Dr. Brent: So they should ask directly if they're concerned and and then try and get their kid evaluated either by their pediatrician, family doctor, if you can get into a therapist to get an evaluation. And if the kid bucks at it, you know, saying, look, we're not talking about, you know, a year of therapy. Just we just want to get a better idea about what's going on and then we can negotiate about what we're doing. And I think there are also things, you know, upstream that families can do. I realize, you know, there's a lot of economic stressors that make it difficult to do, but. If families eat together, you know, if they try and do some pleasant things together. I mean, I think that part of the issue about not knowing what's going on with your kid is that this is an age when kids start to pull away from their parents.

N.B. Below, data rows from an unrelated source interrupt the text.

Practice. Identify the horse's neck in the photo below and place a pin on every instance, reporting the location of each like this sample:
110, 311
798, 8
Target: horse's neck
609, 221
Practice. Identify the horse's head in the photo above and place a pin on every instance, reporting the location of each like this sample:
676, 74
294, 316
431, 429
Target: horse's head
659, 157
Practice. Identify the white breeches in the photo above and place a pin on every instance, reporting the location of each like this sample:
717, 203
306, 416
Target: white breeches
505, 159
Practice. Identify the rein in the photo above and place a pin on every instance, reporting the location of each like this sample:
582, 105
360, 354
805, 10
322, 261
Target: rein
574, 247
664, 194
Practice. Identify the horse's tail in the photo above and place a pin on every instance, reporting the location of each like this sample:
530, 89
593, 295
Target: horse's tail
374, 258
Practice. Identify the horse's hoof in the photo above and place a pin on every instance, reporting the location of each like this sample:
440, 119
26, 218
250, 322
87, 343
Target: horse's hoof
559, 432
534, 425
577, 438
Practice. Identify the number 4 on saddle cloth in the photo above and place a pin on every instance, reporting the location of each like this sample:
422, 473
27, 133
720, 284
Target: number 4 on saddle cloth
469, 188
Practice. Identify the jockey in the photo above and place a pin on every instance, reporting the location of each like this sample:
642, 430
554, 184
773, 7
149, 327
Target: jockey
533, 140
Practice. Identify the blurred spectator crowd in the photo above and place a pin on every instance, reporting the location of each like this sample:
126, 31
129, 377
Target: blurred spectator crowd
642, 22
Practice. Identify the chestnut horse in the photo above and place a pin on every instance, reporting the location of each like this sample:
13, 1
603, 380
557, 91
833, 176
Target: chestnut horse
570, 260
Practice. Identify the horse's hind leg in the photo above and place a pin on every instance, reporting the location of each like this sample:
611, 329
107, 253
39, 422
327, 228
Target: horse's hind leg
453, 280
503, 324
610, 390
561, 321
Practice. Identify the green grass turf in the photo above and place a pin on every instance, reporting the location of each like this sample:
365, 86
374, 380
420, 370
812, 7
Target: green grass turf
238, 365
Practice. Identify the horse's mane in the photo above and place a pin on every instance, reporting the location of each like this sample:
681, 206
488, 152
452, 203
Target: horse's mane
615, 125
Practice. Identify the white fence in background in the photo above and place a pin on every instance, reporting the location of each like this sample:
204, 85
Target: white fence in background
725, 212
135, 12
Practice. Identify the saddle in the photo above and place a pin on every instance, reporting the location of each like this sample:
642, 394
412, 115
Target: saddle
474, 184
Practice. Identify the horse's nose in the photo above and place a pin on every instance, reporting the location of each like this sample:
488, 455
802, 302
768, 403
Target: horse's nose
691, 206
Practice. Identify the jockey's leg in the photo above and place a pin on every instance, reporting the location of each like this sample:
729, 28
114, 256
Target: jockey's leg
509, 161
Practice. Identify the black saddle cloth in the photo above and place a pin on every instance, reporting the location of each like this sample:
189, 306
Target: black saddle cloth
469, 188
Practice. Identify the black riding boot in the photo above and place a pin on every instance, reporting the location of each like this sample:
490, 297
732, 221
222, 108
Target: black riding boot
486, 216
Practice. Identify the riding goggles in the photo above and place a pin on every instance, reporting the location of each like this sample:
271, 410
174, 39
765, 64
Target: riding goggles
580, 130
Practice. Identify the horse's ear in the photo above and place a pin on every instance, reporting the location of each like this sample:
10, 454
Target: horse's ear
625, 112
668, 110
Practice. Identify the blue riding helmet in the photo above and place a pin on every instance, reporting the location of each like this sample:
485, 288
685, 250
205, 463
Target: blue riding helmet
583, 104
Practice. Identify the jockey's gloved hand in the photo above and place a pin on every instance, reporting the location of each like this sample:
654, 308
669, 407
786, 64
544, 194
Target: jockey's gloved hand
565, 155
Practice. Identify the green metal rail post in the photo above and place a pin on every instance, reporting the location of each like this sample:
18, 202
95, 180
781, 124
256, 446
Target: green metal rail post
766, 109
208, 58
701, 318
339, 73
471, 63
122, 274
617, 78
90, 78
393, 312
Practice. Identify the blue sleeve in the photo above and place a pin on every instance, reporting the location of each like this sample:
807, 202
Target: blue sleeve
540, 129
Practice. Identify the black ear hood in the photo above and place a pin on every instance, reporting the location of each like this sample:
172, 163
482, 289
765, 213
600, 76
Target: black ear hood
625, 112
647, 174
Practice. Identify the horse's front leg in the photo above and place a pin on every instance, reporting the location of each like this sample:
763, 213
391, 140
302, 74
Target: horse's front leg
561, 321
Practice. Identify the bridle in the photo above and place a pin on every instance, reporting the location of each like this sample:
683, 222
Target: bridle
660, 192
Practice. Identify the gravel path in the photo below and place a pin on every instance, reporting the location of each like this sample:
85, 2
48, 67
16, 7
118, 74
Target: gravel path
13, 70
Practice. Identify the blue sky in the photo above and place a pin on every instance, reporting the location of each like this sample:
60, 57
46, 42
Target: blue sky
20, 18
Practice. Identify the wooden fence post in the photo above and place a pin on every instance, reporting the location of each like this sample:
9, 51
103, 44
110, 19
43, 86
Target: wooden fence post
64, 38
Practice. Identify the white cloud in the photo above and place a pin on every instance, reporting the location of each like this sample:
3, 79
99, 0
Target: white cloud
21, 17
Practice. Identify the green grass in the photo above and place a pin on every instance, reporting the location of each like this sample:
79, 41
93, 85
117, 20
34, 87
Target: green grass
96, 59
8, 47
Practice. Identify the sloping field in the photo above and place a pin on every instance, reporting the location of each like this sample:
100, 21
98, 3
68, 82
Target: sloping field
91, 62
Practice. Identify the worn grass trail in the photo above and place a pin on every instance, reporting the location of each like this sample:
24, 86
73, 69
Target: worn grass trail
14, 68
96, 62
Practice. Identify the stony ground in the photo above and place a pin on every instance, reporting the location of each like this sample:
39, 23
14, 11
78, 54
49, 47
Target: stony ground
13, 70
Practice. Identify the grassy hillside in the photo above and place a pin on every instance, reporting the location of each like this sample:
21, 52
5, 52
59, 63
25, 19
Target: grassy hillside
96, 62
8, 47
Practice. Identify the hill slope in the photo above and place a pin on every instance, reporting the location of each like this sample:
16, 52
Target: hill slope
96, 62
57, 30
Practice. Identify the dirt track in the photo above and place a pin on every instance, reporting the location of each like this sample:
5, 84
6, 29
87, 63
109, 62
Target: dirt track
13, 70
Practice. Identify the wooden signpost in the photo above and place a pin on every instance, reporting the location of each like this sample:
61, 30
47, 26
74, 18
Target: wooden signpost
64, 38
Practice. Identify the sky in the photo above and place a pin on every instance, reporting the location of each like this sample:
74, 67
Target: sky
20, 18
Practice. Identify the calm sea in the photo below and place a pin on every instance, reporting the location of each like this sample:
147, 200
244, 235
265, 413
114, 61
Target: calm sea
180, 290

And so that if you don't have like this matrix of some, you know, relationship where they would feel safe disclosing, then a lot of times parents, you know, not through their own fault, don't find out. So that I think, you know, having family meals and having some kind of involvement that's regular and routine then makes it easier for kids to disclose when there's something difficult that's going on.
Kevin: Yeah, that makes a lot of sense. And in fact. You know, avoidance doesn't work. There has to be direct communication. And creating that environment, as you mentioned, is probably the most helpful way to ease that comfort level in having these conversations. Dr. David Brant, appreciate your work and thank you so much for joining us on what I want to know.
Dr. Brent: Well, thanks. This was a pleasure and I learned some things, too.
Kevin: So thank you. Thank you. Thanks for joining what I want to know. Be sure to follow and subscribe to the show on Apple Podcasts, Spotify or your favorite podcast app. And don't forget to write a review to explore other episodes and dive into our discussions on the future of education. Also encourage you to join the conversation and let me know what you want to know using hashtag W.E. Wbtc on social media. That's hashtag why wttc on social media? For more information on stride, visit Stride Learning Rt.com. I'm your host, Kevin Chavis. Thank you for joining what I want to know.
Meet Dr. Brent
Dr. Brent is a Distinguished Professor of Psychiatry, Pediatrics, Epidemiology, and Clinical and Translational Science at the University of Pittsburgh School of Medicine. He is also the Endowed Chair in Suicide Studies.
In addition to those roles, he is the Academic Chief of Child and Adolescent Psychiatry at the Western Psychiatric Institute and Clinic. And he directs Services for Teens at Risk, an organization focused on suicide prevention, education, and treatment of at-risk youth and their families.